Vanessa é uma das vinte cantoras escaladas
por Zé Pedro em ‘A voz da mulher na obra de Guilherme Arantes’. A
mato-grossense faz de ‘Cuide-se bem’ (1976) a mais radiofônica das faixas do
CD. Coube a Zizi Possi interpretar ‘Meu mundo e nada mais’ (1976), na qual
reafirma sua capacidade de recriar canções alheias, embora o resultado soe um
tanto solene. No quesito dramaticidade ninguém ganha de Fafá de Belém na
ecológica ‘Planeta água’ (1981). Assim como fez com ‘Desabafo’ (Roberto Carlos/
Erasmo Carlos) no especial ‘Elas cantam Roberto’ (2009), a exuberante paraense
coloca seu canto potente a serviço da canção sem firulas, acertando em cheio.

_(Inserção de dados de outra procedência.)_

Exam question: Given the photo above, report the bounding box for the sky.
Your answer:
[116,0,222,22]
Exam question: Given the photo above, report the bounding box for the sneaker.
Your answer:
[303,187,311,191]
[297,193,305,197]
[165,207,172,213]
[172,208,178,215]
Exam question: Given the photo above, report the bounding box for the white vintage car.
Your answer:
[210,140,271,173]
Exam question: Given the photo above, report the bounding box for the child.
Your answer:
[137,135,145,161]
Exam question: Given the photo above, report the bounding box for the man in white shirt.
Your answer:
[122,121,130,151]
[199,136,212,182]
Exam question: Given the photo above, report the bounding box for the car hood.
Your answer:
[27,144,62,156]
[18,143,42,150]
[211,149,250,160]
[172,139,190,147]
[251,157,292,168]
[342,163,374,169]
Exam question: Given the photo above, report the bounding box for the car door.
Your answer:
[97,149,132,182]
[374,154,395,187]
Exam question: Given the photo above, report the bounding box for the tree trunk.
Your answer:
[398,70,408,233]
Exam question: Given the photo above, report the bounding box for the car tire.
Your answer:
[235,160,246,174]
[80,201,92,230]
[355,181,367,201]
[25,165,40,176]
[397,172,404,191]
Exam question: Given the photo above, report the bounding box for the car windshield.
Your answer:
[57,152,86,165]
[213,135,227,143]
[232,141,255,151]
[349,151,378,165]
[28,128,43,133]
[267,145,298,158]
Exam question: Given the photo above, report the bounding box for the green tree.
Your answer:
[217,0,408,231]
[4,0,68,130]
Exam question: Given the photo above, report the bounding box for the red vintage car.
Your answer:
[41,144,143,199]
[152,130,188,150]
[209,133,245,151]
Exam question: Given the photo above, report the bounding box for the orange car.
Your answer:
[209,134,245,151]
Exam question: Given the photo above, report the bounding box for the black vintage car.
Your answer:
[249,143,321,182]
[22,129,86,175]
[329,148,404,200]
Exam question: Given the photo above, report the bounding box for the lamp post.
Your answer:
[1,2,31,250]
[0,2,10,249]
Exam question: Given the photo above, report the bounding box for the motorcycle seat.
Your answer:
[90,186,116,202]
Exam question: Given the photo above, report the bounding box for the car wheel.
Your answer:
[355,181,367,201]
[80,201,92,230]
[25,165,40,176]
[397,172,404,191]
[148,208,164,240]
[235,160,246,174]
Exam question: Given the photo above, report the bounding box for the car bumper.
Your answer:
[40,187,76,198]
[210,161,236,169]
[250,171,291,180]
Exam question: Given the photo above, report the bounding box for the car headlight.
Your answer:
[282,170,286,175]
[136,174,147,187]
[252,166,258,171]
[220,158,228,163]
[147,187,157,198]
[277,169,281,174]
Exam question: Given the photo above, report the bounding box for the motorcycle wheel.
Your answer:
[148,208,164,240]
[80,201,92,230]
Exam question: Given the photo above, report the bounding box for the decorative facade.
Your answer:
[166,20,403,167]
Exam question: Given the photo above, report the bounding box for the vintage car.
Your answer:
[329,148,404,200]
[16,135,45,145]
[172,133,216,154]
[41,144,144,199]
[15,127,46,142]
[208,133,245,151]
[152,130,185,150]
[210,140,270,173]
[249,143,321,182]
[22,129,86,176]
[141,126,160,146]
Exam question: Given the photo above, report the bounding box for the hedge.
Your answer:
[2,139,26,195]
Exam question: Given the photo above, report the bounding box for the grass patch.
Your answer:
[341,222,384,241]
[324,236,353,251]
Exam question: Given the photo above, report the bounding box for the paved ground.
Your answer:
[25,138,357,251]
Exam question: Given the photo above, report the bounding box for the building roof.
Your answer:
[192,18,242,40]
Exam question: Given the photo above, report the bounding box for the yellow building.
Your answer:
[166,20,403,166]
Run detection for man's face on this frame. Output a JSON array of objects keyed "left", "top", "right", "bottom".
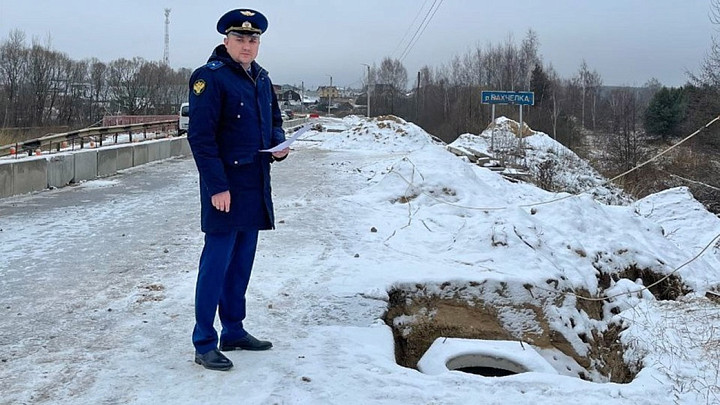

Outra veterana que se destaca é Ângela Ro Ro,
que faz sua gravação de ‘Amanhã’ (1977) rivalizar em beleza com a versão de Caetano Veloso no disco ‘Totalmente
demais’ (1986). Cida Moreira encara com bravura e costumeira teatralidade
‘Brincar de viver’ (Guilherme/ Jon Lucien, 1983), música lançada na trilha
sonora do especial infantil ‘Plunct plact zuuum’, na voz de Maria Bethânia. Grande cantora
que voltou ao mercado fonográfico graças à Joia Moderna, Célia realça a beleza
da obscura ‘O amor nascer’ (1982).
Lançada por Elis Regina em 1980, ‘Aprendendo
a jogar’ não encontrou na voz opaca de Maria Alcina intérprete à altura. A
despeito do arranjo reverente à gravação original, a sumida Verônica Sabino se
sai melhor em ‘Loucas horas’ (1986).
Cantoras de gerações mais recentes também se
destacam. É o caso da baiana Marcia Castro, que acerta ao imprimir um clima
cool na ensolarada ‘O melhor vai começar’ (1982). O som descolado e
contemporâneo de Sílvia Machete refresca ‘Cheia de charme’ (1985), ainda que o
grudento e pasteurizado arranjo original não saia da nossa cabeça. Mariana
Aydar se arrisca em ‘Águas passadas’ (1976) e se dá bem, indicando que o
caminho proposto em seu bom CD ‘Cavaleiro selvagem’ (2011) foi acertado. Marya
Bravo merece aplausos pela agudeza impressa na desconhecida ‘Vivendo com medo’
(1980).
As cantoras Aydel (‘Êxtase’, 1979), Tiê
(‘Pedacinhos’, 1983), Verônica Ferriani (‘Muito diferente’, 1989), Vânia Bastos
(‘Primaveras e verões’, 1989), Luciana Alves (‘Só Deus é quem sabe’, 1980),
Leila Pinheiro (‘Despertar do amor’, 1985), Fhernanda Fernandes (‘Toda vã
filosofia’, 1988) e Daniela Procópio (‘Canção de amor’, de Guilherme e J. C.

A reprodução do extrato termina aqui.